Cantara terdiam mendengar kata tidak tinggal bersama lagi. Apa yang dikatakan Parama tentang itu adalah benar. Namun, tidak bertengkar. Papa mamanya masih berbicara.
"Canta, masih tinggal bersama papa dan mama?" tanya Cherika.
"Masih. Eh... dengan mama masih, kalau papa sudah jarang karena papaku sibuk kerja," Cantara mengungkapkan apa yang ia tahu dan lihat.
"Itu namanya cerai, Canta," cibir Parama tertawa.
Cantara kesal dengan Parama, "Papa mama aku ngga cerai, Parama!" teriak Canta sambil berdiri.
Ibu guru datang menghampiri meja mereka. Sistem di sekolah ini pada jam istirahat guru mengawasi dari jarak beberapa meter. Anak dibebaskan untuk aktivitas bercakap-cakap antara satu anak dengan lainnya sebagai perkembangan sosial.
"Bu, Parama bilang papa mama Canta cerai seperti artis di tivi, bertengkar, padahal tidak." Cantara terisak sembari menunjuk Parama.

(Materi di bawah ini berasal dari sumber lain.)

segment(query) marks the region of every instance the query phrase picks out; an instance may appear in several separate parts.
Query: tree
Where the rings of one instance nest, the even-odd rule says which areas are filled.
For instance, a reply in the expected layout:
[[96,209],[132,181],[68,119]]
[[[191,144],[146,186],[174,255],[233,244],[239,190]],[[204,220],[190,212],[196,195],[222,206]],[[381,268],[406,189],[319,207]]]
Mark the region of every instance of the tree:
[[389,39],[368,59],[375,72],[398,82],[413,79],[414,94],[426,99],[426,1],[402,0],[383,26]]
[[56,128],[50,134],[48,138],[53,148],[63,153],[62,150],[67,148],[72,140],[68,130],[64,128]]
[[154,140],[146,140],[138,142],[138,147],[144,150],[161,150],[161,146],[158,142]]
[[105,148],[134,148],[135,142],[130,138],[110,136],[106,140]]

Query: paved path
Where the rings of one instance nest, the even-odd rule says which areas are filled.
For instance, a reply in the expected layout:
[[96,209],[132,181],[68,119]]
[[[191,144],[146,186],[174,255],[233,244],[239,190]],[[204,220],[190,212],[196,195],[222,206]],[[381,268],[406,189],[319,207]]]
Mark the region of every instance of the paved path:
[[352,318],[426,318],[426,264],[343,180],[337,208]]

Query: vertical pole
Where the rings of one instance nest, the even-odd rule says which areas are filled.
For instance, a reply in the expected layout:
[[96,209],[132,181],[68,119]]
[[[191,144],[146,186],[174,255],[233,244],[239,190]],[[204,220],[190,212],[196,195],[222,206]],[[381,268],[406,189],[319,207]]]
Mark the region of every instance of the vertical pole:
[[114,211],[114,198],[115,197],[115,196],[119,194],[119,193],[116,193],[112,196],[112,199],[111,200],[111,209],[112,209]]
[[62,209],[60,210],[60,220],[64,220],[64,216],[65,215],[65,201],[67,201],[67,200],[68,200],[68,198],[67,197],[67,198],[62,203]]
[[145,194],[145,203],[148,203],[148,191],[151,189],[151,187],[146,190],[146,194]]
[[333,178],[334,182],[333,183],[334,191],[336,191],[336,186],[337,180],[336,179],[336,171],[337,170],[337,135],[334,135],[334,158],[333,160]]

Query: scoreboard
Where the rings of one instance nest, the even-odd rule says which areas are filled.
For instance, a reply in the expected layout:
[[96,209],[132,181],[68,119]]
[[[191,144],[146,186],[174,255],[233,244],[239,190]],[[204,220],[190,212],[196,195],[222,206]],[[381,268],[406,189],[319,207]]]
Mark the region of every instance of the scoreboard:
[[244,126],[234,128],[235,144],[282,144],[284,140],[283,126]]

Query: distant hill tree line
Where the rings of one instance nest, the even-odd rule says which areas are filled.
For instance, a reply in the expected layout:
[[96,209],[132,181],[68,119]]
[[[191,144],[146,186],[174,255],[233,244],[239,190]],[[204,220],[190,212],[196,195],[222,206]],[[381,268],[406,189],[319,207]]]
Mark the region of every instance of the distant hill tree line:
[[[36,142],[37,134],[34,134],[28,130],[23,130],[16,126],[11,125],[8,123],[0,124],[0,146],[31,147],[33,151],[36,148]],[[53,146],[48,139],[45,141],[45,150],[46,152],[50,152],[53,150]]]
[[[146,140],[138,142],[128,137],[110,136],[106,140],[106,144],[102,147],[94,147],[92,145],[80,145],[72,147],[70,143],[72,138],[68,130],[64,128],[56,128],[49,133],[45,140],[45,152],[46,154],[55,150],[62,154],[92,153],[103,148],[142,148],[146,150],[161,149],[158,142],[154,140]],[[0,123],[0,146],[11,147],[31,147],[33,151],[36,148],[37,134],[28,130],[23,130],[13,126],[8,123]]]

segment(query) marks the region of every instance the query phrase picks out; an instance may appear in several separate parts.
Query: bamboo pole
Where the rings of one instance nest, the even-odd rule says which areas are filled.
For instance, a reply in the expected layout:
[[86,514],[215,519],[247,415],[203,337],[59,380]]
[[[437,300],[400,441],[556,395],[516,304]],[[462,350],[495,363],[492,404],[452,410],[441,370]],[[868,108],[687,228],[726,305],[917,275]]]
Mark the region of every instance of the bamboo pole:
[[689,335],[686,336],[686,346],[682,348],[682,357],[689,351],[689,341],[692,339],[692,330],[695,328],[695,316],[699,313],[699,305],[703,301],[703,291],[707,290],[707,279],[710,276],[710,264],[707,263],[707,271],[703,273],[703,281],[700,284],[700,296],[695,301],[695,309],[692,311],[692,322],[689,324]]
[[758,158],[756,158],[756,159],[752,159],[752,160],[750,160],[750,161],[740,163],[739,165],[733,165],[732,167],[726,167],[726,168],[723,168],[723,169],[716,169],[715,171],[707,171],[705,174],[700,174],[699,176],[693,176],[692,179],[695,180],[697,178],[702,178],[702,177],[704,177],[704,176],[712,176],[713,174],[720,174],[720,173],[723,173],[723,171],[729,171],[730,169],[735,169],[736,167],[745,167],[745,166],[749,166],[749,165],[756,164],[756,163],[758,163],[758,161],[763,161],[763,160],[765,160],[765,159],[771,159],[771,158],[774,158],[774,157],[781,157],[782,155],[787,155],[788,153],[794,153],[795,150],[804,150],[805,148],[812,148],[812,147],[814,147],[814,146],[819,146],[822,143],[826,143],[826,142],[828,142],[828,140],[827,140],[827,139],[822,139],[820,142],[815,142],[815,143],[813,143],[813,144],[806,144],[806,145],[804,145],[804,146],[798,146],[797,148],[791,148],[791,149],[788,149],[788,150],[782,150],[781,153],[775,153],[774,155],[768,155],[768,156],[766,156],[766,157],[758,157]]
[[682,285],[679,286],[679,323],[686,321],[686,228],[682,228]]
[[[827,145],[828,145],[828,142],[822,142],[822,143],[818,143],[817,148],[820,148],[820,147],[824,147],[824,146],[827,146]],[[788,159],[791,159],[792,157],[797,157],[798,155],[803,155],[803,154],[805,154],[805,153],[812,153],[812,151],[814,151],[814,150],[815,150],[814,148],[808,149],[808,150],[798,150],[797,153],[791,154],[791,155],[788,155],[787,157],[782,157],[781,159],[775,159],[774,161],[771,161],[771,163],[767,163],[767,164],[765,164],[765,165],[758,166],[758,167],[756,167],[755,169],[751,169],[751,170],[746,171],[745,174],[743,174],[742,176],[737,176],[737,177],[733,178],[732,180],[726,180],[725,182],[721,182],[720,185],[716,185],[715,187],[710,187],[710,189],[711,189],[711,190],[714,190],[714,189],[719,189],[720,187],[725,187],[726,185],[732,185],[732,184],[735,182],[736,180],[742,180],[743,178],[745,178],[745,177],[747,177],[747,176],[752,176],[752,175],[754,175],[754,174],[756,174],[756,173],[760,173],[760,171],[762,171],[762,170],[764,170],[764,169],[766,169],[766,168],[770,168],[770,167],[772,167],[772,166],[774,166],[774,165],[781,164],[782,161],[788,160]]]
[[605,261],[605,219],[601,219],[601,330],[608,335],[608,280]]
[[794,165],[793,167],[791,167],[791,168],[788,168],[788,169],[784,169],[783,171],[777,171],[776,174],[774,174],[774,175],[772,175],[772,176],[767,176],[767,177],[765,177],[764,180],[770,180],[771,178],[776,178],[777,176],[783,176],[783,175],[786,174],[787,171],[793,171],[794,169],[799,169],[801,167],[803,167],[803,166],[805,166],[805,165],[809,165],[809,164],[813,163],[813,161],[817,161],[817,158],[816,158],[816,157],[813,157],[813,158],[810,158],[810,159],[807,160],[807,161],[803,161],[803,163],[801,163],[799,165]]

Ibu guru menatap sedih wajah Cantara yang telah bersimbah air mata. Kemudian memeluk Canta, menenangkannya, lalu membawa pergi Cantara dari mejanya ke ruang guru.
Guru lain diminta membantu untuk mengelola meja yang ditinggal Cantara. Semua guru juga mengetahui apa yang terjadi pada papa mama Cantara, tentu saja mereka tidak akan mengungkit masalah pribadi orang tua pada siswanyaa.
Guru-guru tidak menyangka pembicaraan anak taman kanak-kanak di meja makan tentang perceraian.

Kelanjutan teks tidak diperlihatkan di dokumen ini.